HSI output showing that his Ryzen CPU once provided TSME but no longer does. AMD pulled the feature for consumer CPUs without notice or an easy means for users to know. Credit: Ben Kilpatrick
This sent Kilpatrick into a monthslong investigation to figure out what had happened. After sending an inquiry to both the support and engineering teams at MSI, the manufacturer of his motherboard, he finally convinced company engineers to run tests.
They found that consumer versions of Ryzen running on MSI and Gigabyte motherboards had TSME enabled when an older firmware version, available exclusively through the AMD Generic Encapsulated Software Architecture (AGESA), described here, was used during the boot process. When the firmware in a newer AGESA, specifically version 1.2.7.0, ran instead, TSME showed as “not supported.” Pro versions of the Ryzen CPU supported TSME across both motherboards and AGESA versions.
“The big outstanding question is whether this is a deliberate policy decision by AMD to restrict TSME to PRO chips, or an unintentional regression that was introduced in AGESA 1.2.7.0,” Kilpatrick told Ars. He continued:
The reason that distinction matters is that if it is deliberate policy, AMD made a conscious decision to remove a working feature from consumer hardware and restrict it to enterprise customers. If it is an accidental regression, it is a firmware bug that AMD should fix. Either way the silicon is capable, either way the change happened in AGESA, and either way AMD has declined to explain it. But the two scenarios imply very different things about exactly what happened.
As part of his investigation, Killpatrick filed a bug report on AMD’s public engineering GitHub repository. Two AMD engineers engaged directly.

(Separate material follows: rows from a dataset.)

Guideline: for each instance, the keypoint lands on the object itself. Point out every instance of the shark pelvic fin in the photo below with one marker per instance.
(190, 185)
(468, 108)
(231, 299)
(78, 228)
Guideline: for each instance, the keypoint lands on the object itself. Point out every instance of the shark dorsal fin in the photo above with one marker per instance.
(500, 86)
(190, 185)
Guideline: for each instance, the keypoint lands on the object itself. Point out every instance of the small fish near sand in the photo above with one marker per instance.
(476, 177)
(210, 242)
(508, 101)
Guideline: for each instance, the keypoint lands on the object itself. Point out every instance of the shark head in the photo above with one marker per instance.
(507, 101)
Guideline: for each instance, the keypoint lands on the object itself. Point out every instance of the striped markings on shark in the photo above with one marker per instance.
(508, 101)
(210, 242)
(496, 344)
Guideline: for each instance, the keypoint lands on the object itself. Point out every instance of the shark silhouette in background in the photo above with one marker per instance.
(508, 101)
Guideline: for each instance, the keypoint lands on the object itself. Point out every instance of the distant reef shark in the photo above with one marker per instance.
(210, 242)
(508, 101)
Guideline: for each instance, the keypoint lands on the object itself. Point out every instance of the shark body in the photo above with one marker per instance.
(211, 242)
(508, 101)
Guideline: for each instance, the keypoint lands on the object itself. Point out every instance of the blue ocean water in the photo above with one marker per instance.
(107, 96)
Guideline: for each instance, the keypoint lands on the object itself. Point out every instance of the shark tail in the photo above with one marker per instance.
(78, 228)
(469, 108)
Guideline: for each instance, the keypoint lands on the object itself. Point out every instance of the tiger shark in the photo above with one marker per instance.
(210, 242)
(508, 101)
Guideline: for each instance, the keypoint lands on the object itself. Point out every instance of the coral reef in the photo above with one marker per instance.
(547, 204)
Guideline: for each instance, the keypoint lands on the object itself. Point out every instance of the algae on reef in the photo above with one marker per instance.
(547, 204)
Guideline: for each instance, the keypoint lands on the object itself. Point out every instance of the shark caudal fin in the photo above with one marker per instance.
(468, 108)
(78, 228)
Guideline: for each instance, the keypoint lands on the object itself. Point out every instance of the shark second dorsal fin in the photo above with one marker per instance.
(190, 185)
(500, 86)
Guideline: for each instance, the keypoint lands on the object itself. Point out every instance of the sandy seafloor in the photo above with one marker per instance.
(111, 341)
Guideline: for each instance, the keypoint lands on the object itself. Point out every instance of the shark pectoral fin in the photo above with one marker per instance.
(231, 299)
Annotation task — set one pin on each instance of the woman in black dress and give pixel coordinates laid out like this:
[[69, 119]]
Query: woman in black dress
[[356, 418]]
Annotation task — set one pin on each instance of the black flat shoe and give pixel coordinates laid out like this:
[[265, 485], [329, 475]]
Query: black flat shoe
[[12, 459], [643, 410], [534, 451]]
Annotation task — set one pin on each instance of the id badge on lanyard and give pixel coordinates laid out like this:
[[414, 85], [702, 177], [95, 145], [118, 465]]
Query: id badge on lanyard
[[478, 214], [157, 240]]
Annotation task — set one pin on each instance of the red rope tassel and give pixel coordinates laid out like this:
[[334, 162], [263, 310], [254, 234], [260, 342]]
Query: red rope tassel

Tom Lendacky, an AMD fellow software engineer, replied that he didn’t know what caused the change. He suggested disabling and then re-enabling the option in the BIOS. “If that doesn’t work, my guess would be that it is a BIOS issue and you would want to contact MSI,” (It was this suggestion that led Kilpatrick to prevail upon MSI engineers to run the tests mentioned earlier.)
Mario Limonciello, AMD senior principal software engineer and maintainer of the fwupd version of HSI, then chimed in. He, too, suggested disabling and re-enabling the BIOS settings. “If it still doesn’t work; then yes please report it to your board vendor to debug,” he said.